Women who want rich men get what they deserve. As far as personal loneliness goes, in it I find the fuel for my politics, the heart for my writing. And the men who look past my aging face, who cannot see my fire and beauty — they get what they deserve, as well.
In response to Mary Sojourner’s story “Hag” [November 1996]: I am tired of reading about how unfair it is that men are attracted only to young, beautiful women. It’s absolutely true, of course; a woman’s desirability is determined by her looks. But that tells only one side of the story. A man’s attractiveness is unfairly determined by how much money he has. Both are superficial ways to judge somebody, but that’s life.

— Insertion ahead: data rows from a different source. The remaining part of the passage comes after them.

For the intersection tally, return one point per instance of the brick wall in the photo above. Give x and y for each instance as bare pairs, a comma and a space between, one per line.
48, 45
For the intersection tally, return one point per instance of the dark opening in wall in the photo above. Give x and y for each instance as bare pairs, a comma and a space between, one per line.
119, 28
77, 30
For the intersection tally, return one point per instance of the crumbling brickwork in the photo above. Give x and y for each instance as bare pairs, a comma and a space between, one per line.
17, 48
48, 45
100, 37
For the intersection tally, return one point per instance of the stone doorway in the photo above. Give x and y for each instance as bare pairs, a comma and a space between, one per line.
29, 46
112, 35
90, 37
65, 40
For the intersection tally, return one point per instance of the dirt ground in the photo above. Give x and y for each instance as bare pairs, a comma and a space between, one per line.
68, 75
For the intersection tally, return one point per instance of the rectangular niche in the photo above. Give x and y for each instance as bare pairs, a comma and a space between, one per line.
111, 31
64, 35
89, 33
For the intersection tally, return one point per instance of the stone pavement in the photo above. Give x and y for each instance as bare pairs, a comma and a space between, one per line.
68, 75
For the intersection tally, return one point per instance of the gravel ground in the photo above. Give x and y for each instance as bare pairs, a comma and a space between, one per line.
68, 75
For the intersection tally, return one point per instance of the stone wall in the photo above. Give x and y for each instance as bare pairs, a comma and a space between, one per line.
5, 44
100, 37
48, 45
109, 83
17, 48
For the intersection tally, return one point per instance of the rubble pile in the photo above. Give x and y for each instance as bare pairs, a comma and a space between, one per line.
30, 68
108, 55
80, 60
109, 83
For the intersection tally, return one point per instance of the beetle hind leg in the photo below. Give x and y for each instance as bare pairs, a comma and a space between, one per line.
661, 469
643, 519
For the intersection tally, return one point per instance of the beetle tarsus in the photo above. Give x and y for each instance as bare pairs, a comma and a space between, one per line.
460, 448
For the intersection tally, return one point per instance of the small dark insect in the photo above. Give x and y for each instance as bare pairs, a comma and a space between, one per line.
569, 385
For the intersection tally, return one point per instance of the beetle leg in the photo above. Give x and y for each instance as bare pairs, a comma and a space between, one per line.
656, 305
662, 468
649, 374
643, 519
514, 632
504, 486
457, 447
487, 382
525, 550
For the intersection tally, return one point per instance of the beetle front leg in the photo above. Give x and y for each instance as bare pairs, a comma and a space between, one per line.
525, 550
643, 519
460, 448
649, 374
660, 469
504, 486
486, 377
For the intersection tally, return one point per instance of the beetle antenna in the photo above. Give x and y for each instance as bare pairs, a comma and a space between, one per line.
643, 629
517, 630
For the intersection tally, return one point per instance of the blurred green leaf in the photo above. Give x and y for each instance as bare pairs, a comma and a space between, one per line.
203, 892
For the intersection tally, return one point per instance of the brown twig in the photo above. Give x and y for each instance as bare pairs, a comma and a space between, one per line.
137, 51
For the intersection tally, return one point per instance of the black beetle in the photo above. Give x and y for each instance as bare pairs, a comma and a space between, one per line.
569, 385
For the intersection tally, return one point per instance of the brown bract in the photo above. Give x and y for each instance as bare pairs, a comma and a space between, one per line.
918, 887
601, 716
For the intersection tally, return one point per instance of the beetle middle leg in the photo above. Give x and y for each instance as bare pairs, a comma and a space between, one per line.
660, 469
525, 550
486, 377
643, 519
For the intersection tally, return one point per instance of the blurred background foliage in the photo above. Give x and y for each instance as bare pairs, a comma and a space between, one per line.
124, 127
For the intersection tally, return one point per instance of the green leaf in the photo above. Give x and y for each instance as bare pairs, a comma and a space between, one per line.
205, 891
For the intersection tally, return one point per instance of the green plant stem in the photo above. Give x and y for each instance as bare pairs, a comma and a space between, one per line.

Since youth is beauty, and wealth generally comes with age, desirability slowly passes from women to men over our lifetimes. At age thirty-five to forty it probably reaches equilibrium, more or less, but after age forty, women cry, “No fair!”
Sojourner is quick to point out what jerks men are for pursuing a woman based on looks alone, but would she marry a man who was destitute? Would she work to support him?
As I am in early haghood, I very much appreciated Mary Sojourner’s “Hag” [November 1996]. I have had experiences similar to her character’s. It’s always insulting when men are attracted to me from a distance, only to be disappointed on closer view. Generally, however, I am enjoying the relatively new freedom of not giving a damn. Sex appeal of that sort caused me more grief than it was worth.
I met Sojourner about five years ago at a convention of Great Old Broads for Wilderness. The rarefied mountain air at the convention site was frigid, and there was a dusting of snow on the ground, but Sojourner camped out anyway, rather than staying at the inn with the rest of us. She was a big, warm-hearted, beautiful woman with wild, dark hair and a captivating voice. She inspired us, reinforced our commitment to the preservation of the wilderness, and, most of all, showed us how formidable we Great Old Broads can be.